(Please note the dreidel chew toy, made by Chewish Toys. I love it!)
This is Burnsie's least favorite book:
How do I know this is Burnsie's least favorite book? Because a couple of weeks ago I brought this book home from the library, and he proceeded to tear off the cover and chew it into little tiny pieces. Now I know I've wanted to do this to some books, but I have fortunately been able to restrain myself.
I actually don't think this cover is all that bad, aside from the stick insect masquerading as a human. Why, oh why, do publishers think that women who read chicklit are going to be attracted to covers with women on them who would be 10 feet tall and weigh 50 pounds in real life? Why are women who read chicklit attracted by these covers? Questions I can't answer.
It does seem, however, the Burnsie has better taste than I do. This book was terrible. Its plot includes a crack assassin squad of nuns and others who are employed by the Vatican to kill, quite ruthlessly and bloodily, innocent covens of white witches. I'm no Catholic (although I'm catholic in my tastes), but I found this offensive. And now I own it sans cover (I had to buy a new copy for the library). Thanks, Burnsie! No Milkbone for you.
Tall, Dark, and DeadUpdate: Phoebe complained that she wanted her picture on the blog. She's a good girl and doesn't eat books, but she couldn't stand to let Burnsie have all the limelight to himself.
6 comments:
I love dog pictures. My Loki does not have a taste for books but a few of my foster dogs have chewed a book or two. My cockatiel, Salvador, loves to perch on a book and chew off a little bit of the pages. He has become quite adept at moving his toes when I need to turn a page.
Cats you don't have to worry about chewing up the books--just occasionally peeing on them. Cats absorb books by lying on them, not eating them, and add their own commentary (wizz, wizz) as needed.
First of all, I adore the dogs. You could possibly create an entire website featuring "action" photos of these pups, with minor commentary, and I'd check it out.
Also, I really wonder where authors of crappy books (barring the entirely different discussion as to how such things get published in the first place) obtain cover blurbs like "An enthralling read from beginning to end." In fact, I'm so befuddled, I can't think of some snarky additional commentary. Something about bleeding eyeballs, maybe.
The woman on the cover is truly hideous and brings entirely new meaning to the term "bubble-butt."
This was a truly awful book. Your dog was right. Too bad you had to buy a new one, though.
Your blog is a hoot.
None of my dogs have ever ripped a book up, though my cousin's dog Choc(taw) destroyed my copy of Harriet the Spy in 2000, I think.
I never got another copy.
I went outside to play with the dogs and left the book on the back porch. Possibly on a table, but Choc was big enough to get his paws on things up there, I'm sure.
Came back, ruined book.
Wickett will sit on the newspaper if I have the audacity to read it on the floor. (I do, a lot, just so he'll sit on it.)

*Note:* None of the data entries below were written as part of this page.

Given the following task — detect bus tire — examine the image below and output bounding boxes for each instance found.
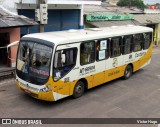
[73,81,84,98]
[124,65,133,79]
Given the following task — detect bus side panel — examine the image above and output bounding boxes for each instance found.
[140,45,152,68]
[93,60,106,87]
[133,45,152,72]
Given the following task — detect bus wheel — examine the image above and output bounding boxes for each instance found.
[73,81,84,98]
[124,65,133,79]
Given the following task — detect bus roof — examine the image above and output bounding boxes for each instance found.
[24,25,153,45]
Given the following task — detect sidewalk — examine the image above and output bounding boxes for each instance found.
[0,66,15,77]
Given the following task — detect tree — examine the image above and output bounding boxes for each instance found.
[117,0,145,8]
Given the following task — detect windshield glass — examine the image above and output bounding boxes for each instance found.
[17,41,52,85]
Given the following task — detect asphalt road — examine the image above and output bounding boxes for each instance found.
[0,47,160,127]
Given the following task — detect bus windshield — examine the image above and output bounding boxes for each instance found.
[16,41,52,85]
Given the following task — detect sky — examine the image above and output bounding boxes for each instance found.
[144,0,160,4]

Sometimes Mikey sits on it, but he and Dixie usually just walk over it.
Mikey is extremely possessive of everything, whether it's his or not. (Poodle mix, got bounced from family to family the first year of his life.)
I am his toy and his enemy and the provider of dog bones, popcorn, and white bread from time to time.
Once, I was laying on the couch on my stomach, and I put the book on the floor for whatever reason, and when I tried to pick it up, he was mad! He's bit my (and the library's) books, but never done any damage, though he thinks he did.
Your dogs are so cute, and have great literary taste.
Oh, and do Tall and Dark refer to stickchick or a guy?